I’m not going to lie, I’ve been very nervous about the idea of running 13.1 miles in just a few short weeks. As of 6 weeks until the race, the farthest I had run was, I believe, about 4.8 miles. So the idea of nearly tripling that has been haunting me for a while now.

The CCFA Team Challenge program includes a 16 week training schedule that pretty much starts you from scratch and prepares you for that length of a race. Plus, they have weekly group runs and programs to get you motivated. But I joined this race late. I joined just a couple of weeks before my triathlon, so I already had a training schedule to stick to which included a more mild week leading up to the race and another week of recovery. So basically I started training for the half-marathon about 2 weeks ago, only 7 weeks prior to the race. Thankfully, I was already in the work-out mindset from the triathlon, but that was merely a 2 mile run.

So I joined in mid-training, which meant that week after the triathlon I should’ve already been at about 7 miles (hah!). So I’ve been playing catch-up big time. This week, I’m supposed to be at 9 miles. But I also don’t want to overdo it and injure myself or get worn out. Plus, I want to keep up with my biking and swimming, as well. Having enough time to do it all has been an issue.

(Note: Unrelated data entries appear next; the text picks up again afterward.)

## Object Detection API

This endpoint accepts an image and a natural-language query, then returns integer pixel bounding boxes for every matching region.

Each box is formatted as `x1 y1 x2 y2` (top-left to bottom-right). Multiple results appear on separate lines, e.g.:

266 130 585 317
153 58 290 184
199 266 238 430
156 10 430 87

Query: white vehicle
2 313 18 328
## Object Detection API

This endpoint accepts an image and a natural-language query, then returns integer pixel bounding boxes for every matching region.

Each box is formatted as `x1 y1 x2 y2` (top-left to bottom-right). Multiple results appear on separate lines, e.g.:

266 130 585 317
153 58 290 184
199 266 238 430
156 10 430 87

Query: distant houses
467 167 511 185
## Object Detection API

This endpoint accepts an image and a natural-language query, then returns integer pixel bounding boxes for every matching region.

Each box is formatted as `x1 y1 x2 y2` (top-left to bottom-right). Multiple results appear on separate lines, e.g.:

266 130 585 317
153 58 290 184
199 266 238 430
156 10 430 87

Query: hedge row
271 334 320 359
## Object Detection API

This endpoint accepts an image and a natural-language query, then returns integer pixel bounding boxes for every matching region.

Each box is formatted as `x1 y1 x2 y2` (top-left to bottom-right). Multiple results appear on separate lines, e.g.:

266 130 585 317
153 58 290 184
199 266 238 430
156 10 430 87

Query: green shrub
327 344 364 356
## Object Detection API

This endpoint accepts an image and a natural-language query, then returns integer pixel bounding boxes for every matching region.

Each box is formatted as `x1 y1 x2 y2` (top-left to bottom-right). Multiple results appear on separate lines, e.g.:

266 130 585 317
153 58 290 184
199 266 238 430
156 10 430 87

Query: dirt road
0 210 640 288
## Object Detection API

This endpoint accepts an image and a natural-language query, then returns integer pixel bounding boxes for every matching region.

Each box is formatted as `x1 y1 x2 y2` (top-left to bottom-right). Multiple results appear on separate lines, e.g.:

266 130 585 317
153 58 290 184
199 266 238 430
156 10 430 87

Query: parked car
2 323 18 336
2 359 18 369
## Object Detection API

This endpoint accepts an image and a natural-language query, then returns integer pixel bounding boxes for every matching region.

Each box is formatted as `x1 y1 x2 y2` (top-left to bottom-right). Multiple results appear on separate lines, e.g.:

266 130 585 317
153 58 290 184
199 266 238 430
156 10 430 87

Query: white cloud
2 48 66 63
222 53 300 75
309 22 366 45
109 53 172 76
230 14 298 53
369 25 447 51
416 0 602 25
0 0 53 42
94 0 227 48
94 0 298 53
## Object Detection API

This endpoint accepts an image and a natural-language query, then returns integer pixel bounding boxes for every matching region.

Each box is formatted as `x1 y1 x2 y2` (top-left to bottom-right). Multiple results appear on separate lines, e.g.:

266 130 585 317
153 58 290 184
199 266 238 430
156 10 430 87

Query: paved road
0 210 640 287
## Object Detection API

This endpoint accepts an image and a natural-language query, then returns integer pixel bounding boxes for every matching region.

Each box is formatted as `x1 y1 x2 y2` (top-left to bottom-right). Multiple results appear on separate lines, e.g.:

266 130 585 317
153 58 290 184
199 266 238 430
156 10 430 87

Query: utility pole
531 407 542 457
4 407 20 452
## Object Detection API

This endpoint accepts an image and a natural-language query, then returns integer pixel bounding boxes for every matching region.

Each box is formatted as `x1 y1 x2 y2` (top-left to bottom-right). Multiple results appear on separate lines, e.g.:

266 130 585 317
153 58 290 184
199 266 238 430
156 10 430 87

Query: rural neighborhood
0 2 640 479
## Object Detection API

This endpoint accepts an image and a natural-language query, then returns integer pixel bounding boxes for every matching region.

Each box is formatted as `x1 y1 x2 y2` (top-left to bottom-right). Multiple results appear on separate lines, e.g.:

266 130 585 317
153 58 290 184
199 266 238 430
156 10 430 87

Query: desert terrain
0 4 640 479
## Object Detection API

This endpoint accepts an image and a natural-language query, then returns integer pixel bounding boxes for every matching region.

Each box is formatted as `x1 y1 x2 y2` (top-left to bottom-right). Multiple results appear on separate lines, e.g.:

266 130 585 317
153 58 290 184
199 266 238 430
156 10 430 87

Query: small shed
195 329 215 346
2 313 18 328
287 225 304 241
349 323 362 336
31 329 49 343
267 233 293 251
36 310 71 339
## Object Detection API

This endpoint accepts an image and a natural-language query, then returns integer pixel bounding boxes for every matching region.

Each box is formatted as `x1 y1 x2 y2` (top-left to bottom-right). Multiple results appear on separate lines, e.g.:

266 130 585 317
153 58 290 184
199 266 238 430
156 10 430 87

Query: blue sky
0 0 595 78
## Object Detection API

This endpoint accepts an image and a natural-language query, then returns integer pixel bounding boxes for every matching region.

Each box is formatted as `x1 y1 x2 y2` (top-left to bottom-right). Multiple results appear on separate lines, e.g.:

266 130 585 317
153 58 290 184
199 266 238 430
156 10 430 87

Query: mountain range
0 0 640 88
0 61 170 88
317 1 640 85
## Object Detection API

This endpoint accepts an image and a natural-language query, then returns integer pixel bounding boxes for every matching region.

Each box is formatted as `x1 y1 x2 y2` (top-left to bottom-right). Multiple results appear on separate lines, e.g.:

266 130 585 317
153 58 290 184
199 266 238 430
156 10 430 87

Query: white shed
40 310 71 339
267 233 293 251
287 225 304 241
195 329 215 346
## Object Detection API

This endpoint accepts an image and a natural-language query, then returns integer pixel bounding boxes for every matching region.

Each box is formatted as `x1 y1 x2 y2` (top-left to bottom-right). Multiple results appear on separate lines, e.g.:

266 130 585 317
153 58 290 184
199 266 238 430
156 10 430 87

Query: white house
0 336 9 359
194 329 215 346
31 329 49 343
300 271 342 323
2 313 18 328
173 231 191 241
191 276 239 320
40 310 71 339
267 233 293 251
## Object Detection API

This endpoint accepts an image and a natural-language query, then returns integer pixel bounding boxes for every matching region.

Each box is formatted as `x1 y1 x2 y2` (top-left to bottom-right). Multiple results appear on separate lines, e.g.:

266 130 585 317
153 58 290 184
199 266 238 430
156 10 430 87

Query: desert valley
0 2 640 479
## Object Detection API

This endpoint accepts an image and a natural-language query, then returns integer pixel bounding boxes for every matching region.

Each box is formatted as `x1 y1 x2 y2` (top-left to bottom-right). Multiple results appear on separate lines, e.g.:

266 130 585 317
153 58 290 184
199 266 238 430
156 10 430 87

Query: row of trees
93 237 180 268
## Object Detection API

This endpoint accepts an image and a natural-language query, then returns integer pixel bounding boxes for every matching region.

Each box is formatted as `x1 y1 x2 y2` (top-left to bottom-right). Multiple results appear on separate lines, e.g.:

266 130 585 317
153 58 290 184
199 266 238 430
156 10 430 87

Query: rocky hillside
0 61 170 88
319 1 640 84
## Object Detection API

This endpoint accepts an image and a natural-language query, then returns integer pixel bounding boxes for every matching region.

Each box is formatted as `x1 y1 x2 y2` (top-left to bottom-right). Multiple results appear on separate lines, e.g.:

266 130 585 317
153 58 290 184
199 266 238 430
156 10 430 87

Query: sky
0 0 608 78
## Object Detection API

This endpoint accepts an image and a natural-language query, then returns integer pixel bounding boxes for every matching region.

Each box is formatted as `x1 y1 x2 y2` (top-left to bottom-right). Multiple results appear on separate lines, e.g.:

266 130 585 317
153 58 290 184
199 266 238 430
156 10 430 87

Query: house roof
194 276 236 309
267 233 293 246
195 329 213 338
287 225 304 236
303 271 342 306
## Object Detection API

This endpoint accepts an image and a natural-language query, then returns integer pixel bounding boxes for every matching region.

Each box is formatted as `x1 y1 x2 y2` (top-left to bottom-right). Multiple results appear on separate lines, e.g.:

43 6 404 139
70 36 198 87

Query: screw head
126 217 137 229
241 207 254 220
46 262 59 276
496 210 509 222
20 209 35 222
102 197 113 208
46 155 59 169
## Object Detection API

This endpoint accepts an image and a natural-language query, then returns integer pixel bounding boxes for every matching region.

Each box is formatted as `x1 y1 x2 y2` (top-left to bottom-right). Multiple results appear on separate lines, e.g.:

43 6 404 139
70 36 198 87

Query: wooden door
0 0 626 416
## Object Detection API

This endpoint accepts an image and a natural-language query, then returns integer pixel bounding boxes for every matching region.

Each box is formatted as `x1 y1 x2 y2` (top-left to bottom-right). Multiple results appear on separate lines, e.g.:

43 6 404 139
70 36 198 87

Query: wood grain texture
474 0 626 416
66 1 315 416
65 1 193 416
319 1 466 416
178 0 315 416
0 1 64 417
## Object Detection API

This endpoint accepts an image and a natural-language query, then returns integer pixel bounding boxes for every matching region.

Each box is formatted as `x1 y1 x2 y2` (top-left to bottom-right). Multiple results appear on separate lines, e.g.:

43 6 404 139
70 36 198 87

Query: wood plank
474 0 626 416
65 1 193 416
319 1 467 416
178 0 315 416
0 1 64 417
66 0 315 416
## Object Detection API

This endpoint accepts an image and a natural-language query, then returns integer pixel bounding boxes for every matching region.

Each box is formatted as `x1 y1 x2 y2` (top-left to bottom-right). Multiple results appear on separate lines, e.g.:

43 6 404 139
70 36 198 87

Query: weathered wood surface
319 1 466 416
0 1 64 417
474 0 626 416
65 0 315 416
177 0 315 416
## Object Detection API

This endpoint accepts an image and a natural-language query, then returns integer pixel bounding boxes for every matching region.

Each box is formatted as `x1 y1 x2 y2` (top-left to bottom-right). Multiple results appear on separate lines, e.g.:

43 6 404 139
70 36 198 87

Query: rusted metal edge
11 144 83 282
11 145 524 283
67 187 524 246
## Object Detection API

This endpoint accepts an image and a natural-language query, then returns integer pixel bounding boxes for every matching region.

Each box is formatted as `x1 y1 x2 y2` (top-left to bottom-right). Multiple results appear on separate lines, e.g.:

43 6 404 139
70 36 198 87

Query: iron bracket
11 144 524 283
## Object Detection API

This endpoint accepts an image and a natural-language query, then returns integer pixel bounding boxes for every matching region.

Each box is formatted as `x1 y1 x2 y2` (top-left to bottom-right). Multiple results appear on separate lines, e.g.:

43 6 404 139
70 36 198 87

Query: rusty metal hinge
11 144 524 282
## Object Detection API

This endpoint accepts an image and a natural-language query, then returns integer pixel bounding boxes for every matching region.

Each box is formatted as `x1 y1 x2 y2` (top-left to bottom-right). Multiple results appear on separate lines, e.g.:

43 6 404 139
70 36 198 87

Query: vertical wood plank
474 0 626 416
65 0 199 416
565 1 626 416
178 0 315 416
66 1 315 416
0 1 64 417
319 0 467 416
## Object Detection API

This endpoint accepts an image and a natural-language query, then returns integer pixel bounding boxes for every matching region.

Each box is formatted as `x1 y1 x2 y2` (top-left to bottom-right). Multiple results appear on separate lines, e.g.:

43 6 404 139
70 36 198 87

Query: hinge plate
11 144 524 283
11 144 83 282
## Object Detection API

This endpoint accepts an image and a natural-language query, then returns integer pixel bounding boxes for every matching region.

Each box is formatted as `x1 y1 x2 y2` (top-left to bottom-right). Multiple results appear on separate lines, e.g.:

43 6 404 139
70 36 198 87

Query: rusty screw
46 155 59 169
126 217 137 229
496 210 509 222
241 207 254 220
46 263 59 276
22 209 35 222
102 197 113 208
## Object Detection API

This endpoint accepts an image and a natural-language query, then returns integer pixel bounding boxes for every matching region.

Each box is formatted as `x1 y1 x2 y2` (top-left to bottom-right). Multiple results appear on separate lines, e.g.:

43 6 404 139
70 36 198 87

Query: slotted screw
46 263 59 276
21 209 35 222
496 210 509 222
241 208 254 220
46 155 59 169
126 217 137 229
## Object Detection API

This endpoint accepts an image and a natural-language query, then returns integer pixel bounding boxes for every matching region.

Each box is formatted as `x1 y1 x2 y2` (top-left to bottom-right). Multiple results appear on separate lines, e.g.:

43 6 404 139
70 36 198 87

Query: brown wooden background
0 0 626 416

I’ve been fortunate enough to have a couple of guys in the area who are going to be going to Vegas with me and we’ve been getting together to train. It was helped a lot because we run Sunday mornings and, let’s be honest, I would not have the motivation to go running at 7 a.m. on a Monday without knowing there is someone else waiting for me. So we’ve met up a few times at a local middle school track. We met yesterday in hopes of running 30 laps (or 7.5 miles). But once we got to mile 6.5, I thought, “Man, if we run 1 more mile, walk 1/2 mile, run 1/2 mile and walk another 1/2 mile, we’re at 9!” So we decided to go for it. And now, I think we’re finally in the right groove. We’ve got a decent combination of run/walk, but we’ll continue to hone that. I’ll do 2 shorter runs this week and try to 10 miles next weekend!

I’m finally feeling that I can really do this and do it in a way that I’m proud of. I’m excited now to continue with our training and be prepared for a great run in Las Vegas!

So far, I’ve raised $745 out of my goal of $3500. Thank you so much for all of you who have supported me so far, both with donations and your encouragement. I appreciate it more that I can ever say. If you’d like to help me reach my goal, please visit my Fundraising Site. Thanks again!

2 thoughts on “Right on track

  1. Adam Lefever (@adamlefever)

    If you can pace yourself for more than half that distance already I have a good feeling you’re able to do the whole run on the day of the race. It’s really a matter of endurance at that point; maybe try the full run one day just to see how far you can make it. I’ll bet you will be very surprised.

    Reply
    1. Stephanie Hughes Post author

      I think you’re right. I’m definitely finding in all of these sports (swim, bike, run) that it’s a matter of finding the right “process” that works for you. With swimming, I was gasping for breath after only a few laps, but once I figured out how to control my breathing, suddenly I was able to it multiple times. It’s similar in running. Once you learn that pacing and breathing, etc., it’s just a matter of continuing on. And I’m sure once there are 40,000 other people running the race with us, the motivation to keep moving will be there!